Aujourd’hui encore, ils vont couper leur jeûne dans la rue. Les bulldozers de Ibou Kourouma ont sinistré les habitants de Dar-es-salam II, ce jeudi, en début de journée. À l’image de Kipé II, ceux de Dar-es-salam n’ont pas eu le temps de sortir leurs affaires en dépit des multiples communiqués du ministère de la Ville. Le dernier communiqué annonçait le déguerpissement cette semaine, sans aucune précision de la date ni de l’heure. Les occupants n’ont pas anticipé le désastre. L’effet ‘’surprise’’ a contribué à alourdir les dégâts. Sur les ruelles qui mènent à Darsalam II, c’était l’exode. Des femmes qui évacuent leurs frigos sur la tête, un père de famille qui sauve son lit, une vieille femme qui traine une marmite, un jeune qui tire un matelas sur la boue et la poussière. Une famille qui défait tôles, portes et meubles de sa maison, des bébés qui pleurent, des femmes en sanglots, des curieux choqués. Chaque famille évacue ce qu’elle peut. Le plus dur, ils n’ont pas où aller. Toutes les rues ont été transformées en dépôts de fortunes géants. Ainsi, Ibou Kourouma et son gouvernement ont jeté des centaines de familles dans la rue, en ce mois de ramadan. Sans indemnisation. Sans recasement. Un sounakati de premier choix.

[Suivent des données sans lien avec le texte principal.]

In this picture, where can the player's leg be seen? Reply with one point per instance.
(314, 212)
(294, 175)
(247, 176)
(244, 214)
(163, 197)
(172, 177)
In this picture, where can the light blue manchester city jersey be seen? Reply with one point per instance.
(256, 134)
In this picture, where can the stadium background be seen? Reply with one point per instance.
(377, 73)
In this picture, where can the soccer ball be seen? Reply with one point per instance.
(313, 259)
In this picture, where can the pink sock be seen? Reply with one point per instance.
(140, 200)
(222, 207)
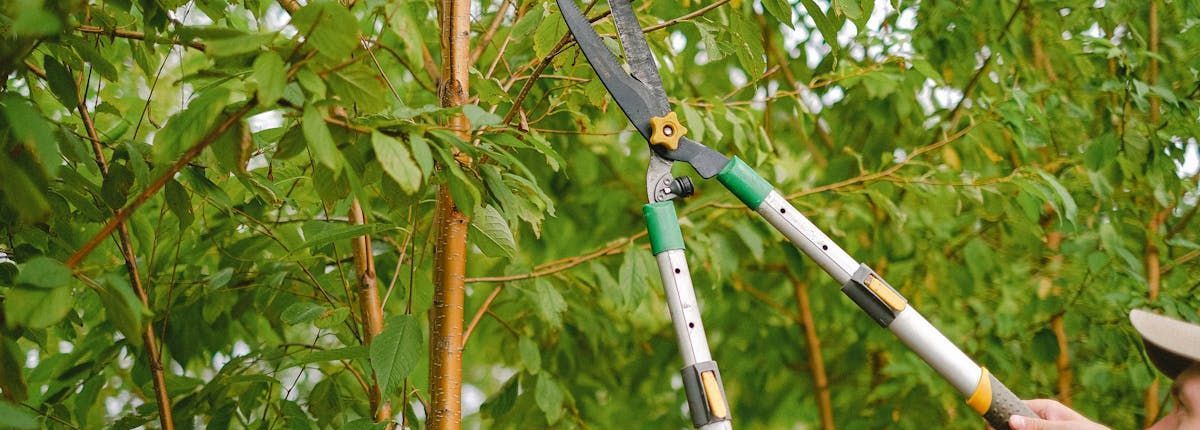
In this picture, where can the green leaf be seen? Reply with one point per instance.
(408, 28)
(633, 276)
(322, 356)
(295, 416)
(61, 83)
(549, 302)
(549, 34)
(396, 351)
(331, 318)
(747, 41)
(16, 417)
(43, 273)
(238, 45)
(828, 31)
(270, 76)
(850, 9)
(421, 153)
(189, 126)
(93, 57)
(492, 233)
(325, 401)
(549, 396)
(36, 308)
(365, 424)
(1068, 203)
(329, 27)
(480, 118)
(301, 312)
(12, 377)
(503, 401)
(396, 161)
(360, 85)
(321, 142)
(780, 10)
(531, 357)
(179, 203)
(330, 232)
(34, 131)
(123, 306)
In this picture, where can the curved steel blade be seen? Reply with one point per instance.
(637, 53)
(633, 96)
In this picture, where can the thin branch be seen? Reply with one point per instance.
(159, 183)
(479, 314)
(131, 263)
(485, 40)
(687, 17)
(369, 304)
(563, 263)
(137, 35)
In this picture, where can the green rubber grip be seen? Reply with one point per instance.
(743, 181)
(663, 225)
(1003, 406)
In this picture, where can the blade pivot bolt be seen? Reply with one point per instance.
(666, 131)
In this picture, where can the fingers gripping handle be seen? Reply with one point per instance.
(996, 402)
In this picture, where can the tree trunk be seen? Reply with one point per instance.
(1153, 281)
(450, 251)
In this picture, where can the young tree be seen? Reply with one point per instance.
(426, 214)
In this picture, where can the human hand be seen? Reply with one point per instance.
(1053, 416)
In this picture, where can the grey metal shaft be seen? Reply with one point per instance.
(910, 326)
(685, 315)
(808, 237)
(931, 345)
(684, 309)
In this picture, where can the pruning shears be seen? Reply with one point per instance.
(640, 95)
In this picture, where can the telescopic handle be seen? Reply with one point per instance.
(701, 377)
(985, 394)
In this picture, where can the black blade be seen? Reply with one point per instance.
(633, 96)
(637, 52)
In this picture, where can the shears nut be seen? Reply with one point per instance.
(666, 131)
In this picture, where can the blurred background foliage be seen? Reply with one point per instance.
(1025, 172)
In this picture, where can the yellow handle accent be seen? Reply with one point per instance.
(981, 400)
(887, 294)
(713, 392)
(666, 131)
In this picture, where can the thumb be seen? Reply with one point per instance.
(1026, 423)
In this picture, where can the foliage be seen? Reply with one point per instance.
(943, 143)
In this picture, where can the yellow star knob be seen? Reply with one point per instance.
(666, 131)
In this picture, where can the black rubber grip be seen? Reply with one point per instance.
(1003, 405)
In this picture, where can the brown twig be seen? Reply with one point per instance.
(162, 398)
(561, 264)
(157, 184)
(479, 314)
(369, 304)
(486, 37)
(136, 35)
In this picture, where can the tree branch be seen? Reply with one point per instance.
(159, 183)
(162, 398)
(369, 305)
(137, 35)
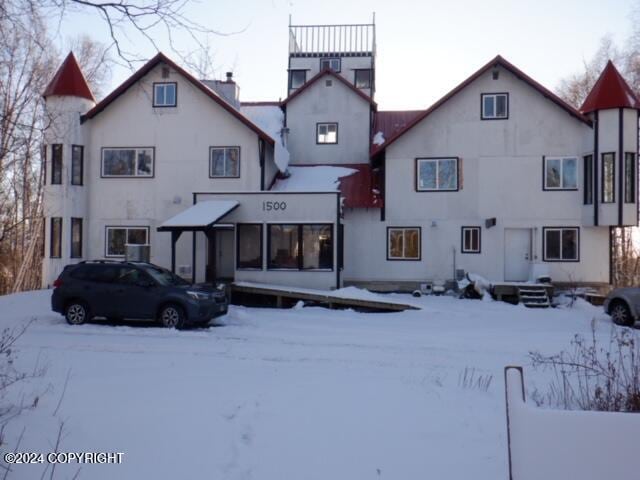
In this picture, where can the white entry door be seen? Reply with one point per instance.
(517, 254)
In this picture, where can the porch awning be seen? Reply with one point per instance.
(199, 217)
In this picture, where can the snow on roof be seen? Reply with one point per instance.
(319, 178)
(270, 118)
(200, 215)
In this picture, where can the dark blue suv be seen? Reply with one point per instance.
(133, 290)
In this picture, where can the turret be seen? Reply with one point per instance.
(611, 190)
(67, 97)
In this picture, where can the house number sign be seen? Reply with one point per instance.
(269, 206)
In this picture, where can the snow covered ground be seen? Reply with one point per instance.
(276, 394)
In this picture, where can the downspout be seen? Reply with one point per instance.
(596, 155)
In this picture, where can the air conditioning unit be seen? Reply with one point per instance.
(137, 253)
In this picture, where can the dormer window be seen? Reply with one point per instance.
(495, 106)
(330, 64)
(165, 94)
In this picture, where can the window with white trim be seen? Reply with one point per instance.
(117, 238)
(436, 174)
(327, 133)
(471, 239)
(495, 106)
(403, 243)
(165, 94)
(224, 162)
(560, 173)
(127, 162)
(561, 244)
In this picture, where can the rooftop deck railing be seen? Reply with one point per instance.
(321, 40)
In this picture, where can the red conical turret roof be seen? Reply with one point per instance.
(610, 91)
(69, 80)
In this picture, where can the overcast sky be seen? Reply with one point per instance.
(425, 48)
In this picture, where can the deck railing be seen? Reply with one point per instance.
(318, 40)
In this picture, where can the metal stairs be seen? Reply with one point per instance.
(534, 296)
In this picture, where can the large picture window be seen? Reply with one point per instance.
(561, 244)
(560, 173)
(77, 164)
(436, 174)
(629, 177)
(127, 162)
(403, 243)
(55, 240)
(76, 238)
(300, 246)
(249, 245)
(608, 177)
(165, 94)
(495, 106)
(224, 162)
(117, 238)
(588, 179)
(470, 240)
(327, 133)
(56, 164)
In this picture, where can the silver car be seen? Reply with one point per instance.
(623, 304)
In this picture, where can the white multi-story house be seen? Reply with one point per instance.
(500, 177)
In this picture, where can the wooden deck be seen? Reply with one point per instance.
(287, 295)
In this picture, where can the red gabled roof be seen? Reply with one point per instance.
(497, 61)
(338, 77)
(610, 91)
(69, 81)
(161, 58)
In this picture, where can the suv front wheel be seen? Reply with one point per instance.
(76, 313)
(171, 316)
(620, 314)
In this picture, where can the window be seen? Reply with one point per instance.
(165, 94)
(300, 247)
(608, 177)
(560, 173)
(77, 161)
(119, 237)
(470, 240)
(561, 244)
(224, 162)
(403, 243)
(629, 177)
(249, 246)
(437, 174)
(327, 133)
(76, 238)
(127, 162)
(330, 64)
(56, 164)
(363, 78)
(317, 247)
(495, 106)
(297, 78)
(55, 242)
(588, 179)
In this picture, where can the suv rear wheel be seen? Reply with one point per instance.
(620, 314)
(171, 316)
(76, 313)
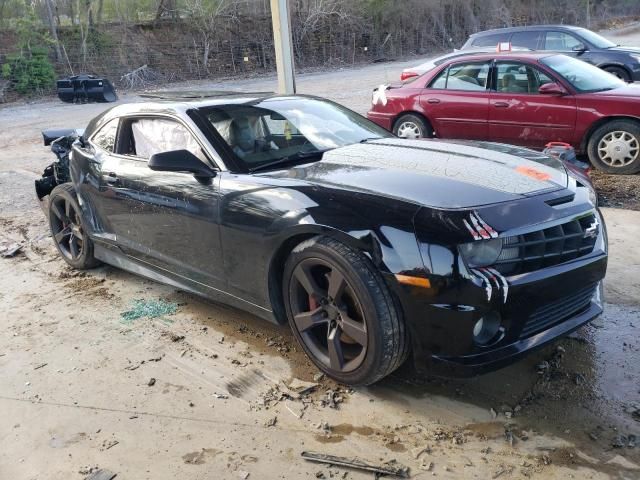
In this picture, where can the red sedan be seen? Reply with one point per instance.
(526, 99)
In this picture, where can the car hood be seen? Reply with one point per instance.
(436, 173)
(631, 90)
(622, 49)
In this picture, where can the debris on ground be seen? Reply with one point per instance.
(87, 469)
(107, 444)
(389, 468)
(10, 250)
(301, 387)
(101, 474)
(174, 337)
(332, 399)
(149, 309)
(271, 422)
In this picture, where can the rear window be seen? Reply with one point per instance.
(526, 39)
(491, 40)
(106, 136)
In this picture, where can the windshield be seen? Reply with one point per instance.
(264, 132)
(595, 39)
(583, 76)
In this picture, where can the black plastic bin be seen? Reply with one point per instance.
(86, 88)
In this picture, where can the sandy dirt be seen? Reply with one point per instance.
(75, 378)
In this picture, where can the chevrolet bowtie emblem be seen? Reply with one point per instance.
(592, 230)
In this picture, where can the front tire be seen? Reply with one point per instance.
(342, 313)
(412, 126)
(615, 147)
(67, 228)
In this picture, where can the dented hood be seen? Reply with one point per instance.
(437, 173)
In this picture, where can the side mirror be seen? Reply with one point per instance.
(180, 161)
(552, 89)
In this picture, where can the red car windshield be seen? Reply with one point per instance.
(583, 76)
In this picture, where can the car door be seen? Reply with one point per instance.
(456, 101)
(105, 200)
(174, 218)
(520, 115)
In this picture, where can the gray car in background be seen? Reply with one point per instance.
(623, 62)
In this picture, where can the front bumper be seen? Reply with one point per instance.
(442, 331)
(385, 120)
(475, 364)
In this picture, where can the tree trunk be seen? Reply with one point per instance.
(99, 16)
(54, 31)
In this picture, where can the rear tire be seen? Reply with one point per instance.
(619, 72)
(615, 147)
(342, 313)
(412, 126)
(67, 228)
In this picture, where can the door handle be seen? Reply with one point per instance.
(112, 178)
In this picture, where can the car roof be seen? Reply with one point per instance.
(532, 56)
(525, 28)
(178, 103)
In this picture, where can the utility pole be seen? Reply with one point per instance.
(54, 32)
(282, 40)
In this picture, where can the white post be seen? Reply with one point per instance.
(281, 17)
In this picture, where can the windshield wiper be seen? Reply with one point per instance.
(291, 159)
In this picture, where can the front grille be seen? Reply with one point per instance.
(549, 246)
(552, 313)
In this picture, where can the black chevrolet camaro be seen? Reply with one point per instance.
(373, 248)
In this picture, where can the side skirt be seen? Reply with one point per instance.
(111, 255)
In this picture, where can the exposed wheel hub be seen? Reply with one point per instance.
(618, 149)
(409, 130)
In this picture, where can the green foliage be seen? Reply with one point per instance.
(29, 74)
(30, 69)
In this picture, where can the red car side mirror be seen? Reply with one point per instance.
(552, 89)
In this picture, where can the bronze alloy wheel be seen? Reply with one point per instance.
(342, 312)
(328, 315)
(66, 228)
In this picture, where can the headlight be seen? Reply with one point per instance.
(481, 253)
(593, 197)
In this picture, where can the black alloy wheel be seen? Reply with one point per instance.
(69, 235)
(342, 313)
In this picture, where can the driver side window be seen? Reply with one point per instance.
(560, 41)
(516, 77)
(144, 137)
(463, 76)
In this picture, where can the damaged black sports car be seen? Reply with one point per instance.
(465, 256)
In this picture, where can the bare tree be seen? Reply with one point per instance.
(53, 30)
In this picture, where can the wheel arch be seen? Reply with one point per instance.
(412, 112)
(598, 123)
(297, 237)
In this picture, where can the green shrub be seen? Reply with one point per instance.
(30, 70)
(29, 73)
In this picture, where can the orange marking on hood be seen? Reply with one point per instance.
(533, 173)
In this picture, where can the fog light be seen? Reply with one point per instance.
(486, 328)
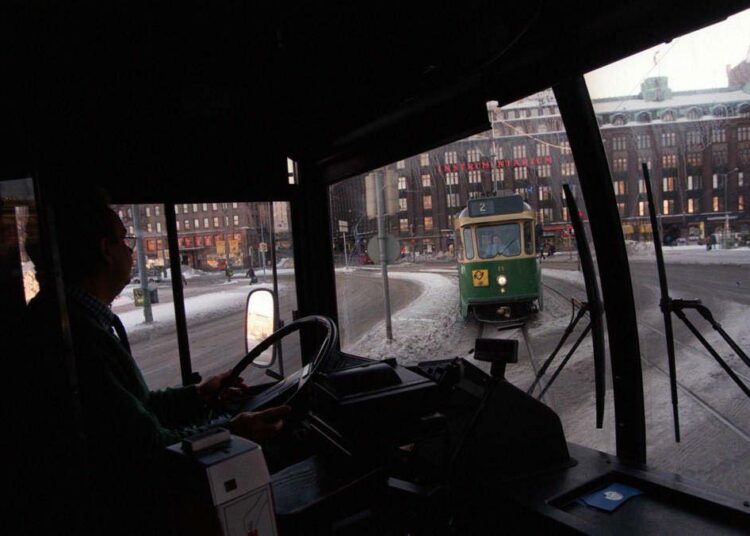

Sur place, aucune autorité n’a pointé du nez. Flics et pandores anti-émeute ont infesté le buisson. Les jeunes ont tenté une résistance. Barricades et jets de pierre contre gaz lacrymogène. Démunis et impuissants, les résidents ne pouvaient pas rivaliser, au point d’empêcher quoi que ce soit. Pendant que certains agents dispersaient les frustrés, les autres surveillaient la casse. Le bulldozer de Ibou Kourouma a cassé maison sur maison, au rythme des pleurs des occupants qui disent s’en remettre à Allah.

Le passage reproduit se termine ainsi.